Le Jatropha ne pousse pas n’importe où

Fode Sakho en a fait l’amère expérience

Keur Seyni Gueye est un village situé sur les hauteurs de la vallée de la Djikoye, dans le sud du département de Foundiougne, au Sénégal.

Avec une pluviométrie de l’ordre de 1000 mm par an, cette région a été pendant longtemps une grande zone de production agricole. Elle a été fortement déboisée et aujourd’hui les champs s’étendent à perte de vue.

En 2009, Fode Sakho a décidé de réaliser sur des terres où il alternait jusqu’alors mil et arachide, et dont la productivité avait nettement baissé, une plantation de Jatropha d’un hectare et demi.

En 2011, les résultats sont décevants.

Malgré tous les soins que ce paysan lui a apportés, la moitié de la plantation située sur la partie haute du champ végète : elle a été attaquée par la fusariose au cours de la saison sèche ; un tiers des plants sont morts, les autres se sont certes rétablis au cours de l’hivernage mais une année de croissance a été perdue. Dans la seconde partie de la plantation, située sur la pente, la totalité des plants ont disparu.

Le Jatropha n’y est pour rien. Les mauvaises herbes elles-mêmes couvrent à peine le sol dans les parties non travaillées, alors qu’on est en fin d’hivernage. Sur la parcelle qui jouxte la plantation, le mil que Fode Sakho a semé cette année n’a donné que des pieds épars et de maigres épis. Un champ de mil en contrebas a reçu de l’engrais et les tiges sont un peu plus fournies, mais on est bien loin de la végétation quasi impénétrable que l’on peut trouver dans les zones pourtant moins pluvieuses du nord du département. A l’évidence, le mal est plus profond. Les plantes n’ont pas seulement besoin d’azote.

Les sols sont ici très légers, sableux. Ils ont été détruits par une culture d’arachide qui les déstructure lorsqu’on arrache les plants à la récolte et dont on exporte la totalité de la matière organique car elle constitue un excellent fourrage. Ils restent ainsi exposés à l’action érosive du vent et de l’eau, et les arbres qui pourraient la contenir ont disparu. Sur la pente, dès que les eaux de ruissellement prennent de la vitesse, elles entrainent avec elles les éléments fins du sol, les restes de matière organique et les graines produites par la végétation naturelle. Plus rien n’arrive à y pousser. Pas plus le Jatropha que l’herbe.

Au repiquage déjà, les plants peinent à s’enraciner, végètent, et nombreux sont ceux qui meurent et qu’il faut remplacer. Au bout de trois ans leur tige principale a grossi, mais ils n’ont pas grandi et leurs racines pivots ne se sont pas enfoncées dans le sol, pourtant meuble.

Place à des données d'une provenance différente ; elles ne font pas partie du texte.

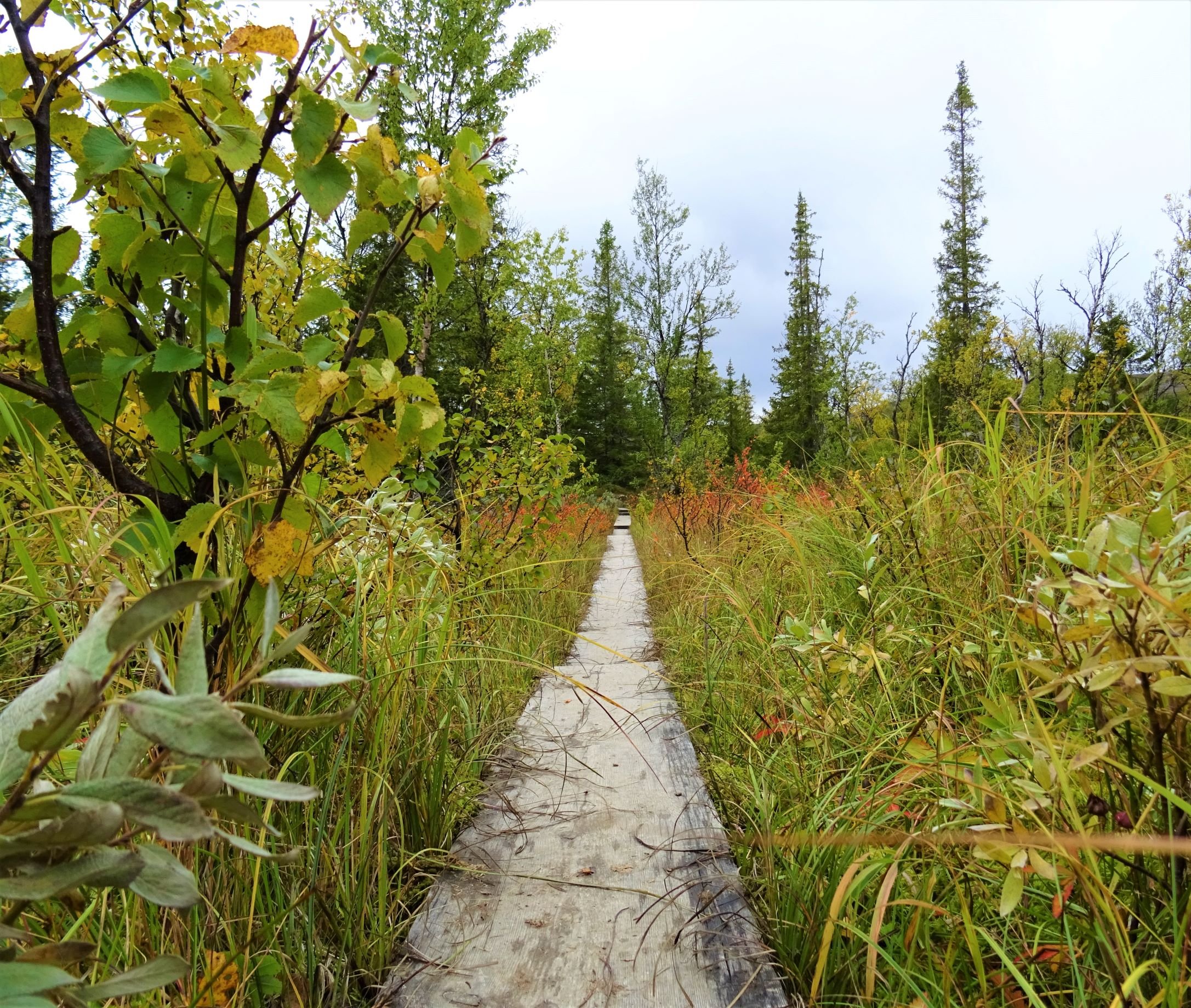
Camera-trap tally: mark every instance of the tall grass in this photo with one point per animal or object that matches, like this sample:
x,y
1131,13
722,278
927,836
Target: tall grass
x,y
447,654
866,656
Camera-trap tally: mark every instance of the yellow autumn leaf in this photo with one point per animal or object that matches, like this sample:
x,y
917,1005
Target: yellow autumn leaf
x,y
316,388
278,41
427,166
219,982
274,550
431,230
381,454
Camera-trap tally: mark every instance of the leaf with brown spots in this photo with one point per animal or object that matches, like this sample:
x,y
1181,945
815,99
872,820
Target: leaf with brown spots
x,y
278,41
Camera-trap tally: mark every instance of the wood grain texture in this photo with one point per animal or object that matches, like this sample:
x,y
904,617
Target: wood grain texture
x,y
597,874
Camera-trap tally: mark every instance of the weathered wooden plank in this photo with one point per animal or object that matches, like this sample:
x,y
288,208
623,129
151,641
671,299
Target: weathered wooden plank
x,y
597,873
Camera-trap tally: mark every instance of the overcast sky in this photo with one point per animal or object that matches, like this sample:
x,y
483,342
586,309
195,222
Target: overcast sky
x,y
1086,125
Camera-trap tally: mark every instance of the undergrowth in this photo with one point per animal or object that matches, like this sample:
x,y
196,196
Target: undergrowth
x,y
940,703
447,651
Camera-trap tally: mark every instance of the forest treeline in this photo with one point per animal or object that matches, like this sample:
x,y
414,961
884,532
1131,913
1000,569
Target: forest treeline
x,y
609,349
304,445
614,346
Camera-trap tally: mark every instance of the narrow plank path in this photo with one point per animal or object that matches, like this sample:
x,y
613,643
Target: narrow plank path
x,y
597,874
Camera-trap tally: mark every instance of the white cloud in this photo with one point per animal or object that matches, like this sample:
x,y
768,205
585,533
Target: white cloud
x,y
1086,111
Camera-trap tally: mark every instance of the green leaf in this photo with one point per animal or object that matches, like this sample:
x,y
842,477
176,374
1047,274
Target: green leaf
x,y
1011,892
56,954
465,196
64,712
116,367
196,520
1172,686
172,357
12,74
91,826
257,851
174,816
469,240
305,679
396,339
442,265
324,185
360,110
274,791
270,361
375,55
163,880
271,616
418,386
279,408
105,867
191,676
301,721
316,302
367,224
21,978
317,348
195,725
149,976
381,453
90,654
235,811
238,148
136,88
147,615
100,745
1090,755
104,150
1107,676
314,125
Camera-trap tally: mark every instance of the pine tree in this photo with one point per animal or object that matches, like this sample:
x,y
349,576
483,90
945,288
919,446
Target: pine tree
x,y
608,393
966,295
739,426
794,419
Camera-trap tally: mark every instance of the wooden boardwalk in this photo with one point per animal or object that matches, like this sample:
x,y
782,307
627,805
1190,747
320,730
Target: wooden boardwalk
x,y
597,874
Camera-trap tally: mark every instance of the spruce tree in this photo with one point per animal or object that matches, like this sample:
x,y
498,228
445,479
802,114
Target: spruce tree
x,y
966,295
794,419
608,392
739,426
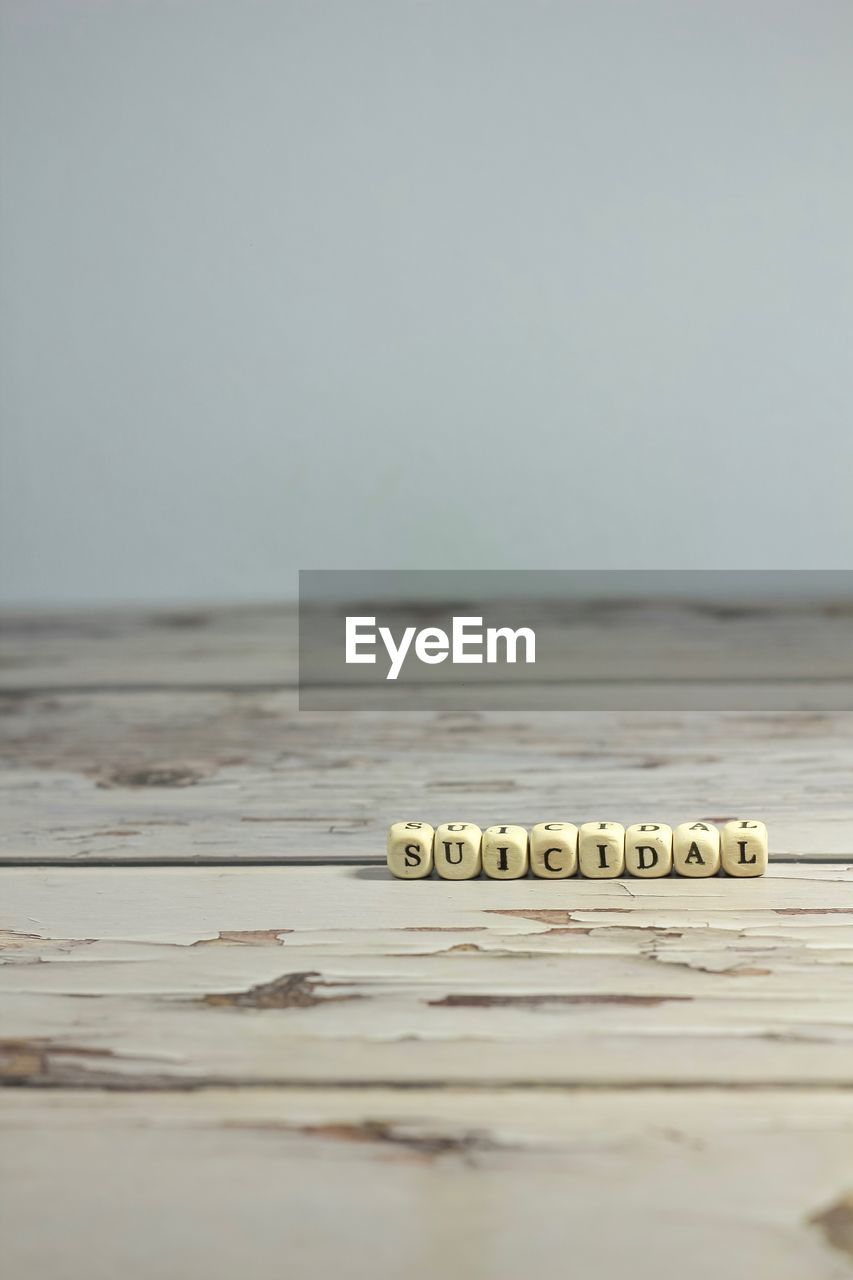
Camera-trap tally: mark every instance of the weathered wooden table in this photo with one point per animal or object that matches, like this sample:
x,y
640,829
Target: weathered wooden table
x,y
235,1046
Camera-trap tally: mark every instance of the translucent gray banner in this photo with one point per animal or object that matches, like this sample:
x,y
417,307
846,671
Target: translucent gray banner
x,y
533,640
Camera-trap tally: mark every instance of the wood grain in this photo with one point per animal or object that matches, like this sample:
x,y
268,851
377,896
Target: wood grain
x,y
242,776
381,1183
141,978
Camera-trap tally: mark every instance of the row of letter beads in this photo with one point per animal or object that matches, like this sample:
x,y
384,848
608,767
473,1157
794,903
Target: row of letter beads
x,y
555,850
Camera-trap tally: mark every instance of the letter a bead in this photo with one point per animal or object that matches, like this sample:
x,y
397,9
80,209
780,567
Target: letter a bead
x,y
457,850
696,849
744,848
410,850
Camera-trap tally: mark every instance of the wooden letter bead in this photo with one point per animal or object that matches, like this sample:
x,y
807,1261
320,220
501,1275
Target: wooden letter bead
x,y
744,848
601,850
696,849
410,850
648,850
457,850
553,850
505,853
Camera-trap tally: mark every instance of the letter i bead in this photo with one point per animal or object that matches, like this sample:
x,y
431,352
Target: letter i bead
x,y
410,850
744,848
505,853
601,850
457,850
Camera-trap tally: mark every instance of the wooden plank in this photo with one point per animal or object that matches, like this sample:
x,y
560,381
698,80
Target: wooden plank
x,y
242,776
187,977
387,1183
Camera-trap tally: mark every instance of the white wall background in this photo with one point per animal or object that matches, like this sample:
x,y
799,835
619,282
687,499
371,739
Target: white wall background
x,y
429,283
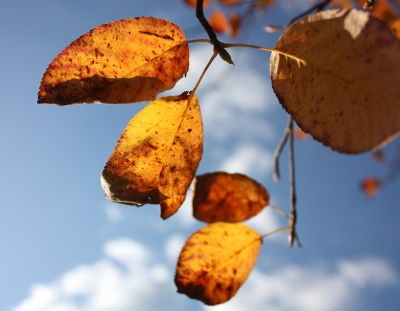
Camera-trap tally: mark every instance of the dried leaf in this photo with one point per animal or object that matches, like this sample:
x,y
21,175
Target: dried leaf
x,y
157,155
370,186
192,3
235,23
300,134
218,21
227,197
347,96
216,260
230,2
379,156
119,62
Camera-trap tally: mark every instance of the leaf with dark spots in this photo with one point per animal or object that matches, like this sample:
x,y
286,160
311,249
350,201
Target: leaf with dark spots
x,y
227,197
117,63
333,97
156,159
216,260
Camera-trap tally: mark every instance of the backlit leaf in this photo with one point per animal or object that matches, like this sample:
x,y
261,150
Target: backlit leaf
x,y
370,186
227,197
216,260
348,95
157,155
119,62
218,21
192,3
235,23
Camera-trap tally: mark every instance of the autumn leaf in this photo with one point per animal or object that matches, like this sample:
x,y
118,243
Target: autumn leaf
x,y
216,260
120,62
227,197
235,23
157,155
370,186
218,21
192,3
347,96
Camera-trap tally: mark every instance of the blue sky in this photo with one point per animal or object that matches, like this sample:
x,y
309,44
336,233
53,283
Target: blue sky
x,y
63,246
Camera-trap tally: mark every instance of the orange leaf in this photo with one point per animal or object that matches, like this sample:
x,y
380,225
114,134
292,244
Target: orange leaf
x,y
218,21
379,156
230,2
235,23
332,96
216,260
300,134
119,62
370,186
192,3
157,155
227,197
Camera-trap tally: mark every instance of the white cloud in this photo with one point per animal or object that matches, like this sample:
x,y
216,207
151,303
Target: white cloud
x,y
128,278
313,288
248,159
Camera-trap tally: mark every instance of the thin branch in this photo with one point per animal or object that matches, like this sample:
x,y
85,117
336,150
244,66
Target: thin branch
x,y
276,231
279,148
262,48
205,69
203,21
293,199
279,211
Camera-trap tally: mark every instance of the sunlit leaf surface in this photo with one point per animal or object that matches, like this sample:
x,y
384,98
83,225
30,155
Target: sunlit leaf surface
x,y
119,62
227,197
348,94
216,260
157,155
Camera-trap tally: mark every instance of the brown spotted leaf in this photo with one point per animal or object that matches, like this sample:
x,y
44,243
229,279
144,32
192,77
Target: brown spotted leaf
x,y
348,95
227,197
118,63
216,260
157,155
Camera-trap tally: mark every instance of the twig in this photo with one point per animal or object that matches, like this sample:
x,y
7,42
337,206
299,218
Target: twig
x,y
204,71
218,47
293,199
279,148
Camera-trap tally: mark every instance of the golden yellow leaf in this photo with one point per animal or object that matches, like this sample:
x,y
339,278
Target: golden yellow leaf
x,y
119,62
218,21
227,197
157,155
348,95
216,260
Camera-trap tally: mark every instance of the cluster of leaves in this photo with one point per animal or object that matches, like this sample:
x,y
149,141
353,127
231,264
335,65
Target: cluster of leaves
x,y
320,68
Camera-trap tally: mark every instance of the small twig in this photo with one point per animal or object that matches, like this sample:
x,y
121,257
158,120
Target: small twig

Les quelques grammes de fumier que l’on met au fonds du trou de plantation ne suffisent pas à leur fournir les éléments nécessaires à leur croissance.

La fusariose, comme beaucoup de maladies ou de parasites, n’est pas une fatalité. Elle s’attaque d’abord et surtout à des plantes faibles qui, incapables de croître, accumulent les sucres solubles et sont particulièrement sensibles aux stress qui résultent de blessures ou de la sécheresse.

Le Jatropha n’est pas une plante miracle. Pas plus qu’aucune autre culture il ne peut se développer et être productif sur des terres pauvres.

Cependant son introduction dans une telle région, et la forte motivation des paysans pour les perspectives de développement énergétique et technique qu’elle ouvre, constitue une opportunité pour investir dans l’aménagement des terres et la restauration des sols : planté en haies, le Jatropha peut être utilisé pour stabiliser un dispositif de diguettes antiérosives ; et l’introduction de ce nouvel élément structurant de l’espace agricole pourrait être associée à la diffusion de pratiques culturales telles que l’établissement d’un couvert de légumineuse pérenne comme le Stylosanthes, la culture en courbes de niveau et l’amendement organique.